I'm no stranger to the Anti-Banned Books movement, but this particular story has really sparked my flame of hatred for this type of censorship. 

In the second article, we get plenty of interviews from parents and teachers involved, and honestly, I don't know what bubble they're all living in. I highly recommend you go read at least the second article, but I'll pull a couple quotes out to show you what I mean. 

“I’ve read some excerpts of [‘I know Why the Caged Bird Sings’] that include an 8-year-old getting raped; it’s very explicit,” said Mary Kay Fessler. “The sexual content is too much for their young minds to process. As an adult, yes, we can process that, but as a 14-, 15-,16-year-old, I don’t’ think they have the neurological [power] to process that.”
First of all. Is that not offensive?  Fun fact- teenagers have the "neurological power" to process the seriousness of rape, thank you very much Mrs. Fessler.
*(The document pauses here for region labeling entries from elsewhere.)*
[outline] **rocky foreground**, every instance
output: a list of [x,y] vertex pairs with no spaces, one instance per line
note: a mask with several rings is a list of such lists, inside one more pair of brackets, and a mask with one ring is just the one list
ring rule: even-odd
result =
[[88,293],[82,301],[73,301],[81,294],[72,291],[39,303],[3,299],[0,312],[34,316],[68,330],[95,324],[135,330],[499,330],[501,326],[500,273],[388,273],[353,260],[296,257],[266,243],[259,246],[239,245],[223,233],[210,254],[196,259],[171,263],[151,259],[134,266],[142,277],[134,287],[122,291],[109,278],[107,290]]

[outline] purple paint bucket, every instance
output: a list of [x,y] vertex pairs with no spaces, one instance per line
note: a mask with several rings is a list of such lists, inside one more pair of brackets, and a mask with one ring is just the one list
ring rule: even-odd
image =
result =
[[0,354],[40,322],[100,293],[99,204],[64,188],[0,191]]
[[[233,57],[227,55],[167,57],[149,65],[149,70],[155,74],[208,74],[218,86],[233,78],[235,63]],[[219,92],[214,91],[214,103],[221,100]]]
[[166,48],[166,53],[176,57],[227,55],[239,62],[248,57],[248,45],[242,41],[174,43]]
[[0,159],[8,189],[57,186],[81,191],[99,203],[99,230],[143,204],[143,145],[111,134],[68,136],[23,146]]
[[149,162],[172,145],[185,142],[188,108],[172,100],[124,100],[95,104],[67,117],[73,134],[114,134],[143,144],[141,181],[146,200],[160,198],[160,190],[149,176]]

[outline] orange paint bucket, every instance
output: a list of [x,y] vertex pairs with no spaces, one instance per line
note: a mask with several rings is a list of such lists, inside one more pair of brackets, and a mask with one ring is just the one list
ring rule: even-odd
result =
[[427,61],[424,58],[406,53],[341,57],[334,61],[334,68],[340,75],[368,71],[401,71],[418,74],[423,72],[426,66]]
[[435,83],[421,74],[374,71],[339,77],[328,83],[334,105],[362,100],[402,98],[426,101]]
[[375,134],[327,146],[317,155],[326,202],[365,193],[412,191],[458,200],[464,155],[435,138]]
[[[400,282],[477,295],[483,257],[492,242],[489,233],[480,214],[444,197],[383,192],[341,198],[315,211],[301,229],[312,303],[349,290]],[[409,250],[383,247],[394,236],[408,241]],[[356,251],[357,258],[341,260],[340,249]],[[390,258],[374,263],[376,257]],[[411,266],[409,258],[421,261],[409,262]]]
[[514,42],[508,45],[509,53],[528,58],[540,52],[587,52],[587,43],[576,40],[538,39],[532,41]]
And secondly, if you're particular child doesn't have the "neurological power" to "process that", then I think you have some parenting to do.

'“We can’t have 18-year-olds reading about masturbation or sexual issues, regardless of the literature. I don’t care if it’s from Dickens or who else,” Rick Ligthart said, in summary."
Okay, I mean, that makes sense. We can send 18-year-olds off to fight and defend our country, but God forbid they read about "sexual issues". I'm sorry, but you can't shelter students forever, and maybe it's better that they read about things inside of literature, as opposed to online.

"Reigle called “The God of Small Things” “smut” and “porn”."
Right, right. Let's take a work that's been crafted with a plot of complexity and a deeper message hidden within the layers of the story, and plop a label on it. Has this "Reigle" even read more than the controversial bits before stating this offensive overgeneralization?

Okay my point here is that CENSORSHIP ISN'T OKAY. And it's hypocritical to try to censor literature, and then turn around and allow even worse content to be taken in through the internet and TV. Instead of censoring books, parents, why don't we allow students to enjoy reading, and learn about all aspects of life- including the ones you'd rather them not know about. Because the truth of the matter here is that teenagers need to be exposed to things that they will have to deal with later on in life without someone coaching them through it. The opinions you get from other people won't always line up with your own, and if you never have to seen possibly offensive, contradicting opinions, how will you know how to deal with those?

As always, you can protest book banning and censorship by reading a banned or challenged book, and letting people know.